During surgery incisions are not made on the faces’ skin or on the eyelids. Surgical incisions are made in the conjunctiva using small scissors and not by scalpel or laser. The eyelids remain open by using a simple lid retractor and special hooks are used for capturing the muscles. The strategy of the operation has been decided in advance and depends on the type and extent of strabismus.
The correction of strabismus is done by various techniques that alter the strength of the muscles responsible, either by weakening or by strengthening them. The weakening of a rectus muscle is usually achieved with posterior displacement of the insertion of the sclera for a few millimeters. Thus the muscle will continue moving the eye, but not as strong as to cause strabismus.
Amplification of a rectus muscle is usually achieved by clamping, which means by excision of a tendon’s and muscle’s part and then stapling the rest in the normal insertion position. In some cases, surgery is a combination of muscle strengthening and weakening of the competitor, eg shortening the lateral rectus with simultaneous posterior displacement of the medial rectus in order for the muscle not to suffer the whole "weight" of the correction.
The measurements made during the preoperative check from the surgeon, are very detailed. Special tables give the amount of shortening or posterior displacement, which should be done according to the different angles of strabismus. A very useful technique, usually used in adolescents or adults, is the use of adjustable sutures, usually along with the posterior transfer.
Adjustable sutures allow the correction of a muscle power after surgery, where it is difficult to accurately determine the clinical outcome. Though, it is not suitable for very young children, who will not be cooperative for the adjustment.
Sometimes surgery may involve the healthy eye. If, for example, the angle of the horizontal strabismus is too large, it is preferable to share the amount of correction in both eyes.
At the end of surgery the incisions of the conjunctival are closed with small sutures, which are absorbed after a certain period.
The duration of a strabismus operation is approximately one hour, but this of course, varies from case to case. After the operation the child begins waking up from the anesthesia and is transferred to the recovery room.
There, the specialized nursing staff will observe him until he recovers completely, and will make sure his parents are already beside him, ready to reassure him because after recovery he is expected restless and may start crying. His eyes will be covered with bandages or eye gauze and look very red and sore. There may even be blood in his tears. All this is normal and does not cause any interference.

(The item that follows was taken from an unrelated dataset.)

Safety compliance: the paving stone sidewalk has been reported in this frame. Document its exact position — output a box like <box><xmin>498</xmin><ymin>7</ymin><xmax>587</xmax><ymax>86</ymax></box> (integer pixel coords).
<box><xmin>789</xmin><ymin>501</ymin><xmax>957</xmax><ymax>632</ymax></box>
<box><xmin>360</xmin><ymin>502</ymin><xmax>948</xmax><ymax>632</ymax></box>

In a few hours the child will be ready to go home. Because his digestive system is also affected by anesthesia, it may take several hours until he will be able to tolerate solid food. For the pain he may be given a children’s pain reliever, but especially important is the care and affection that his parents will show. The hugs from his parents or the use of a crib, if the child is that young and can use one, is advisable, and can help the child overcome psychologically this test.
The next day the operated eye will stop weeping, and the child will be ready for a light breakfast. Parents should discourage him from rubbing his eyes and is good for a few days to limit somewhat the intense activities. Showering is not prohibited but it is most likely that the ophthalmologist will recommend avoiding swimming or bold splash in the tub for 1-2 weeks.

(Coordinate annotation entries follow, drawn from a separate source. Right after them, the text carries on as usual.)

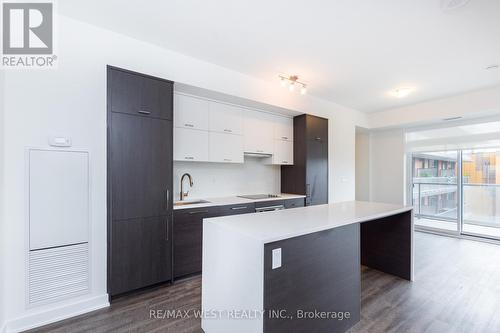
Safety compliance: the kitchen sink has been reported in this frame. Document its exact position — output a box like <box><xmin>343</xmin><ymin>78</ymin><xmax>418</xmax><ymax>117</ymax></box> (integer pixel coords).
<box><xmin>174</xmin><ymin>200</ymin><xmax>210</xmax><ymax>206</ymax></box>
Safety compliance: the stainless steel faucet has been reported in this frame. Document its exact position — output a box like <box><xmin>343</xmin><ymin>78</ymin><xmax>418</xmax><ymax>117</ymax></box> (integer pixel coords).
<box><xmin>180</xmin><ymin>173</ymin><xmax>194</xmax><ymax>201</ymax></box>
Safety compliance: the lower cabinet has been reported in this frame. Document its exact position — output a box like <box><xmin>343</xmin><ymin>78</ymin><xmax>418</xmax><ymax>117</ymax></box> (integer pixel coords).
<box><xmin>109</xmin><ymin>216</ymin><xmax>172</xmax><ymax>296</ymax></box>
<box><xmin>174</xmin><ymin>207</ymin><xmax>219</xmax><ymax>278</ymax></box>
<box><xmin>173</xmin><ymin>198</ymin><xmax>304</xmax><ymax>278</ymax></box>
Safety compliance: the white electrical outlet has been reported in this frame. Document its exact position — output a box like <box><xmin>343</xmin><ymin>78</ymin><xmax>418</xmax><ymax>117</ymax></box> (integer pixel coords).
<box><xmin>49</xmin><ymin>136</ymin><xmax>71</xmax><ymax>147</ymax></box>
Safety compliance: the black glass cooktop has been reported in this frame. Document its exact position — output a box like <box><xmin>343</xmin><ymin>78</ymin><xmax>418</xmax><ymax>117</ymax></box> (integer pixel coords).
<box><xmin>238</xmin><ymin>194</ymin><xmax>280</xmax><ymax>199</ymax></box>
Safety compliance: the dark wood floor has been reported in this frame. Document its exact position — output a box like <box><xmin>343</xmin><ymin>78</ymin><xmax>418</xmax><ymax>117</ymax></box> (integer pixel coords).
<box><xmin>31</xmin><ymin>233</ymin><xmax>500</xmax><ymax>333</ymax></box>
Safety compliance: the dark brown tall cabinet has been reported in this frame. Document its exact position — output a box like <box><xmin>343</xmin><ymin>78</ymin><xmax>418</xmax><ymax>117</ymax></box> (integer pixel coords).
<box><xmin>107</xmin><ymin>66</ymin><xmax>173</xmax><ymax>296</ymax></box>
<box><xmin>281</xmin><ymin>114</ymin><xmax>328</xmax><ymax>206</ymax></box>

The results of surgery are visible immediately after the child opens his eyes. The alignment of the eyes is more likely to change, especially during the first 2 weeks, which is the usual healing phase. Six weeks after surgery, the surgeon will be able to know exactly how successful the correction actually was.

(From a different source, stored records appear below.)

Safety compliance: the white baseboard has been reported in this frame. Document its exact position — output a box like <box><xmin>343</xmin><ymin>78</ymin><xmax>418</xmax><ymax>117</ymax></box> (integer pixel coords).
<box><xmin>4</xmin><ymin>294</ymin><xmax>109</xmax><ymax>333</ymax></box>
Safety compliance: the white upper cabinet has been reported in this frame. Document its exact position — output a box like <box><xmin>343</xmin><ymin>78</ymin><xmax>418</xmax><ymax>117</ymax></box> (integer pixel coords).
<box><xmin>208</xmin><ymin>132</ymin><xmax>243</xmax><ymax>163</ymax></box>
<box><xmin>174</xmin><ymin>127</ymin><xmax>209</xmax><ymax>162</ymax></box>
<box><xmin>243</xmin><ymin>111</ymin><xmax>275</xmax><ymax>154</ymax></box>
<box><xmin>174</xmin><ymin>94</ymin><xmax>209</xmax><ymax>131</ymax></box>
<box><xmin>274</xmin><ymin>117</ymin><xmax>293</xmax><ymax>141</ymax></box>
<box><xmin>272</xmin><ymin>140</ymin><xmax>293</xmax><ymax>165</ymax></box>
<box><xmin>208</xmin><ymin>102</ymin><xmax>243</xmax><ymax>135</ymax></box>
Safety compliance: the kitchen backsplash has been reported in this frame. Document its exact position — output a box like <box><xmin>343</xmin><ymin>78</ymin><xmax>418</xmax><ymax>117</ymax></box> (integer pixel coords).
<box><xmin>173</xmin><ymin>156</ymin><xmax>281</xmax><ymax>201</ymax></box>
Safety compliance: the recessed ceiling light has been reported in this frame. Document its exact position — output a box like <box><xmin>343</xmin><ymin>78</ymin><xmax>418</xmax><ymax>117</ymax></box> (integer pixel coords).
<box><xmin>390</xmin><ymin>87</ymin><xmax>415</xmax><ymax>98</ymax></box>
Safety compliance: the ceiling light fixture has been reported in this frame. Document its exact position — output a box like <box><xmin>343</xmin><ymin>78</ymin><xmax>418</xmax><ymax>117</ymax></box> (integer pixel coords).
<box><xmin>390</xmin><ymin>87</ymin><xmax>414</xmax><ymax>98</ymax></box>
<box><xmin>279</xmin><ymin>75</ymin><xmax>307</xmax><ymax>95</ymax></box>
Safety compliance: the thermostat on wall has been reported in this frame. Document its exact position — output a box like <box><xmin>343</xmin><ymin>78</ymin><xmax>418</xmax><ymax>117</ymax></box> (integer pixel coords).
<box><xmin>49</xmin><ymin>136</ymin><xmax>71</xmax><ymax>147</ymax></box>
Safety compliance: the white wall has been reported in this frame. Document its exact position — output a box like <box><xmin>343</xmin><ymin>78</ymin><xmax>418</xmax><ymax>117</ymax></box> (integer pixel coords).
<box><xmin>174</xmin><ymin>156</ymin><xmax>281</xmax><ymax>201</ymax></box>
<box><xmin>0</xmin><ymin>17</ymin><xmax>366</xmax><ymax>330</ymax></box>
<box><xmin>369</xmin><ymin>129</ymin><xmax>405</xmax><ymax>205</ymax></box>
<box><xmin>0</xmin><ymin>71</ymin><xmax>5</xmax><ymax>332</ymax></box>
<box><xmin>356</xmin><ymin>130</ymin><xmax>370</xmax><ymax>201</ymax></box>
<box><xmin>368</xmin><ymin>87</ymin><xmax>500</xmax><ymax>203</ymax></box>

The ophthalmologist will systematically continue observing the child for the next 6-12 months. The course will be successful when the best possible vision is achieved (with glasses or by covering the healthy eye) and when the eyes are practically aligned.
However, sometimes a second or even a third surgery cannot be avoided. The reason isn’t the "failure" of the first intervention but the loss of alignment, which can happen gradually, even after several years.